Selam canlarım! Biraz açtık gibi arayı ama kaldığımız yerden devam...🖤🍃
🎼
"Ayaklarımı hissetmiyorum." dedi Alya'da uçaktan inerken. Ben de çok yorgun hissediyordum. Uçakta birkaç kez gözüm dalar gibi olmuştu ve bir ânda başımı Batu'nun omzunda bulmamla birlikte ayılmıştım.
"Sen demek ki benim yaptığım yolculukları yapsan var ya..." dedi Ateş eliyle ohoo hareketi yaparken.
"Bi' susmadınız abi!" dedi Kıvanç yakınarak, şakaklarını ovalamaya başladı. "Gidelim şu eve de biraz kafa dinleyelim artık."
"Arabalar gelmiş." dedi Mine ileriyi işaret ederken. Onlar önden önden ilerlerken ben içime dolu dolu çektim havayı. Sanki akciğerlerime yıllar sonra ilk defa oksijen doluyormuş ve ben yeniden hayat buluyormuşum gibi. Neden böyle hissettiğimi ise asla anlayamıyordum fakat sorgulama ihtiyacı da duymuyordum. Bazen en azından güzel olan şeyler sorgulanmamalıydı.
"Sevdin şimdiden?" dedi sorarcasına arkamdan gelen ses, Batu... Başımı olumlu anlamda salladım.
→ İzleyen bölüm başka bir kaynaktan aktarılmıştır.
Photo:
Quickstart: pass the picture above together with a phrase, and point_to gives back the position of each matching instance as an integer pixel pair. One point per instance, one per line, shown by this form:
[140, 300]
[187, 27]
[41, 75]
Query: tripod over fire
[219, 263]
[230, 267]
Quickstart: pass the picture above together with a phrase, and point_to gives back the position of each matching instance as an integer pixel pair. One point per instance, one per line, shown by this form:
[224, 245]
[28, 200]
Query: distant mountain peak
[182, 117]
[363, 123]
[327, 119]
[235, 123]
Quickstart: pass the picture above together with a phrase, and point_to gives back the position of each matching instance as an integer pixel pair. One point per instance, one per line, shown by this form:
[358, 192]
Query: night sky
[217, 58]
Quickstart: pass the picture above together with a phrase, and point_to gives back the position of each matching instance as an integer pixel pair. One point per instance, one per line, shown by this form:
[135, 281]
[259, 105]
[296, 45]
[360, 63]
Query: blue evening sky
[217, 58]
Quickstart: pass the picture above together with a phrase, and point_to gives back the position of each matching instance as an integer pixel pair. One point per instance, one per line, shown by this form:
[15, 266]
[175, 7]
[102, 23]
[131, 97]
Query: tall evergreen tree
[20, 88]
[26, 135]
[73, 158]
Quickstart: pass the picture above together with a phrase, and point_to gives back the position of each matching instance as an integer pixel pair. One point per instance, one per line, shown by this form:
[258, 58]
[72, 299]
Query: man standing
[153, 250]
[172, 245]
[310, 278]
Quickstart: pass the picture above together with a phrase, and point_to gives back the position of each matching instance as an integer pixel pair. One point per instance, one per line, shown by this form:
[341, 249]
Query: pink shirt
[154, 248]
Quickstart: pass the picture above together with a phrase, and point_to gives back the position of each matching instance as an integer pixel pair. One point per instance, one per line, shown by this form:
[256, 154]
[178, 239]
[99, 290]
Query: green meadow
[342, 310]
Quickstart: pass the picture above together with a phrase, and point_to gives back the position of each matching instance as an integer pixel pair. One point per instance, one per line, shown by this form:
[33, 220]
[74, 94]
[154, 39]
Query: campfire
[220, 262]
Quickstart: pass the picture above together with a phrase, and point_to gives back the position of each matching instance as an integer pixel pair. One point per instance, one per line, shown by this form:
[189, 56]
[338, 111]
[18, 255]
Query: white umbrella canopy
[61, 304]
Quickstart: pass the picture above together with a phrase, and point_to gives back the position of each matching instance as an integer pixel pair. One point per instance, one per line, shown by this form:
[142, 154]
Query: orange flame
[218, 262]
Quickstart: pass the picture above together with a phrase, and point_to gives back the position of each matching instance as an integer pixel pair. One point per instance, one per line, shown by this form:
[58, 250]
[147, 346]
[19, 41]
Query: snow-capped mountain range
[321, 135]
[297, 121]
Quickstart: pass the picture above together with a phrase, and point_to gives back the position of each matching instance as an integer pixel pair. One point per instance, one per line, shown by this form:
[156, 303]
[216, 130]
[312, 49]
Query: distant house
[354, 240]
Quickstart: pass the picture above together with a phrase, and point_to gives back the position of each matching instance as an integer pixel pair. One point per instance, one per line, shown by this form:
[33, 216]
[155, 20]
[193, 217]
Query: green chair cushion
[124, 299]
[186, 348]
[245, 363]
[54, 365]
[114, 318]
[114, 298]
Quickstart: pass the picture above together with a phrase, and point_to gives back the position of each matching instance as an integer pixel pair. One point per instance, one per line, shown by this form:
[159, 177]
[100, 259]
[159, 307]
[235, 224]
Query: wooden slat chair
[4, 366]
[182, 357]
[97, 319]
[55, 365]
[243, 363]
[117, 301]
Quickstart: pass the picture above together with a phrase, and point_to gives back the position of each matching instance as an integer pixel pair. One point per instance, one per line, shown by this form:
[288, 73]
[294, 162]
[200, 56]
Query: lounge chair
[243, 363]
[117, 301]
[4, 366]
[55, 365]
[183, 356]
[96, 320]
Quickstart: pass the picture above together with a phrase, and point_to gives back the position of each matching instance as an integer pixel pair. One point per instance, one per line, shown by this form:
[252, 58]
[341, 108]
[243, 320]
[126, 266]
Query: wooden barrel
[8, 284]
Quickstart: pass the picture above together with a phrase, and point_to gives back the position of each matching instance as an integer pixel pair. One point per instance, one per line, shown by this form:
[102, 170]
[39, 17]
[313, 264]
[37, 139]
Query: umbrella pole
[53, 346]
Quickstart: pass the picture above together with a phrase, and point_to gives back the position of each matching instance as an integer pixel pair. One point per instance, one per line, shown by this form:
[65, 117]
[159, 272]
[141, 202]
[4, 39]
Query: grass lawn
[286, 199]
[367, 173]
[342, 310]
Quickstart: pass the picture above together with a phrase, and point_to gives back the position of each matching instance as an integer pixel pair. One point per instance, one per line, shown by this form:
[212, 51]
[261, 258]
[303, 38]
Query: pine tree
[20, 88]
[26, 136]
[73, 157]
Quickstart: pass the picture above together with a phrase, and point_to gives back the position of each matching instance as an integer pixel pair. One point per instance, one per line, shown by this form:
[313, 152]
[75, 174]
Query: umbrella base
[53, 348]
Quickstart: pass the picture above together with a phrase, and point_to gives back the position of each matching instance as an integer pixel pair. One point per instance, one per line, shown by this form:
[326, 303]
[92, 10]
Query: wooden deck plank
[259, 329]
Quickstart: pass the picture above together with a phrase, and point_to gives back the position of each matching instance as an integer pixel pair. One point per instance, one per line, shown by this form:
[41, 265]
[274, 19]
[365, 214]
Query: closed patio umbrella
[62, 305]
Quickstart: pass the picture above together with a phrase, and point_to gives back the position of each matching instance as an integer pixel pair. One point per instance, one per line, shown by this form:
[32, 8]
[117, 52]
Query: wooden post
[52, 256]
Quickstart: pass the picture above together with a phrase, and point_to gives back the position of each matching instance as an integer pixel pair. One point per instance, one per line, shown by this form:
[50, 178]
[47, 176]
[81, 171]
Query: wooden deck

"Kafesinden kurtulmuş bir kuş gibi hissediyorum fakat sanırım hâlâ idrak edemiyorum ki o kafes her zaman benimle birlikte..." dedim dudaklarımı birbirine bastırırken. Cevap vermedi. Ne düşünüyordu merak ediyordum. Saçmaladığımı filan mı? Elimi tuttu. Bu bana vermek istediği cevap mıydı? Yanımda mıydı? Yanımda olsun istiyordum, beni kafesimden kurtarsın, daha fazla hapsolmayayım. Tutsun elimden, çıkarsın beni. Kurtarır mıydı?... Kurtar beni...
🎼
Arabalar sürekli bahsi geçen çiftlik evinin önünde durduğunda teker teker inmiştik. Valizler önden taşınıyor ve ben içten içe hiçbir şey almamış olmamın pişmanlığını hissediyordum, saçma bir şekilde. Buraya tatile gelmemiştim sonuçta. Bir anlaşma vardı ve ben buna uymalıydım. Kendimi buna şartlarsam işler kolaylaşırdı, umarım... "Ateş'e bakın!" dedi Mine dikkatleri üstüne ve daha sonra gözleriyle baktığı noktaya kilitlerken. Ateş ellerini havaya kaldırdığında kaşları çatılmıştı.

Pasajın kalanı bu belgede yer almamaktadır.